La número siete del mundo, Coco Gauff, ha admitido que su confianza en césped es baja antes de Wimbledon. Tras caer temprano en Berlín y recordar su eliminación en primera ronda del año pasado, la joven tenista enfrenta un reto mental. Aunque su talento es indiscutible sobre pista dura, la hierba sigue siendo su asignatura pendiente en el circuito profesional. 🎾
La ciencia detrás del bote irregular en césped natural 🌱
El césped natural, a diferencia de la arcilla o el cemento, ofrece un bote bajo e impredecible que exige reflejos rápidos y una técnica de deslizamiento específica. La hierba se desgasta con el partido, creando zonas resbaladizas que penalizan los movimientos amplios. Para jugadoras como Gauff, acostumbradas al control de superficies duras, adaptar la pisada y el punto de impacto requiere semanas de entrenamiento específico que no siempre dan fruto.

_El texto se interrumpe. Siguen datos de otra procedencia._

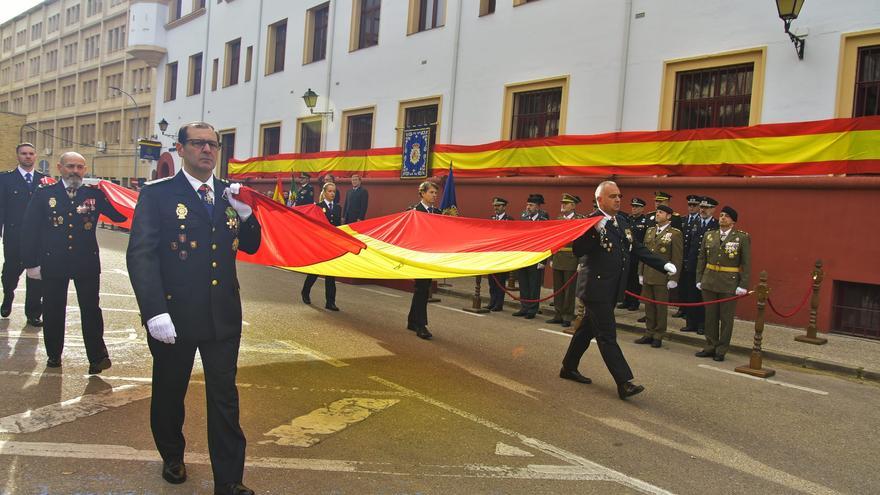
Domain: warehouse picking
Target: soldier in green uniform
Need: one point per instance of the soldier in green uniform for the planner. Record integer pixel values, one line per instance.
(665, 241)
(564, 264)
(723, 268)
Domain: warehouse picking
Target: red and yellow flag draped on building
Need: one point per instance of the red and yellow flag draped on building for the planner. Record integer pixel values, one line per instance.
(401, 246)
(836, 146)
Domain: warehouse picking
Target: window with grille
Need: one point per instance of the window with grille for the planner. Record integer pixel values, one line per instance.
(536, 113)
(867, 94)
(360, 132)
(715, 97)
(856, 309)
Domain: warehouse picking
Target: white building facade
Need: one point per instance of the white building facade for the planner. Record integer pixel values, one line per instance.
(486, 71)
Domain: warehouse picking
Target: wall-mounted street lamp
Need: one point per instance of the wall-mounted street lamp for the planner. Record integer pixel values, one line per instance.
(788, 11)
(311, 99)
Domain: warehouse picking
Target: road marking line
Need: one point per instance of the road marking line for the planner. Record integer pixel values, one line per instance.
(319, 356)
(70, 410)
(767, 380)
(458, 310)
(310, 429)
(380, 292)
(581, 465)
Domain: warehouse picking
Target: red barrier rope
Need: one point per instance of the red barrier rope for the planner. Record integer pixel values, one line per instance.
(800, 306)
(515, 298)
(687, 305)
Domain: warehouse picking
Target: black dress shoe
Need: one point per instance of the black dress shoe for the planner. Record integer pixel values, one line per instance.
(573, 375)
(6, 307)
(174, 472)
(100, 366)
(628, 389)
(233, 489)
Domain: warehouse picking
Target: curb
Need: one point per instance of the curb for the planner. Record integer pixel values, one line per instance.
(783, 357)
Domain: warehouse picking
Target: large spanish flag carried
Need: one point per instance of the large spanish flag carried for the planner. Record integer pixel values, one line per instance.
(405, 245)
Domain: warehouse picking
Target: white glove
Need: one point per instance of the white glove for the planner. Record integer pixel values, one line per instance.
(243, 210)
(162, 328)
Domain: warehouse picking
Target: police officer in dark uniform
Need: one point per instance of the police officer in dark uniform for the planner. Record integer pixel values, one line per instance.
(58, 245)
(605, 251)
(638, 222)
(417, 319)
(530, 277)
(16, 188)
(333, 213)
(186, 233)
(497, 280)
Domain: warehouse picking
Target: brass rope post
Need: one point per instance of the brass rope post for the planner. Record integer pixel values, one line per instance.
(754, 368)
(810, 337)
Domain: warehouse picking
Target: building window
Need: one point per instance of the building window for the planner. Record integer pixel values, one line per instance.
(535, 109)
(716, 97)
(232, 62)
(357, 130)
(277, 42)
(366, 23)
(856, 309)
(171, 81)
(309, 135)
(722, 90)
(425, 15)
(867, 88)
(317, 20)
(487, 7)
(270, 139)
(194, 85)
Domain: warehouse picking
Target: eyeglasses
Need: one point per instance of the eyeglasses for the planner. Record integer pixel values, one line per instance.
(200, 143)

El manual de instrucciones que Gauff no encontró en la caja 📖
Parece que la hierba viene sin etiqueta de advertencia. Mientras otros jugadores bailan sobre ella como si fuera una alfombra mágica, Gauff se desliza como si pisara una pista de hielo con calcetines. Quizás debería pedir prestado el manual de Federer, aunque sea una edición descatalogada. Mientras tanto, su confianza en césped sigue siendo más frágil que un jarrón chino en una mudanza.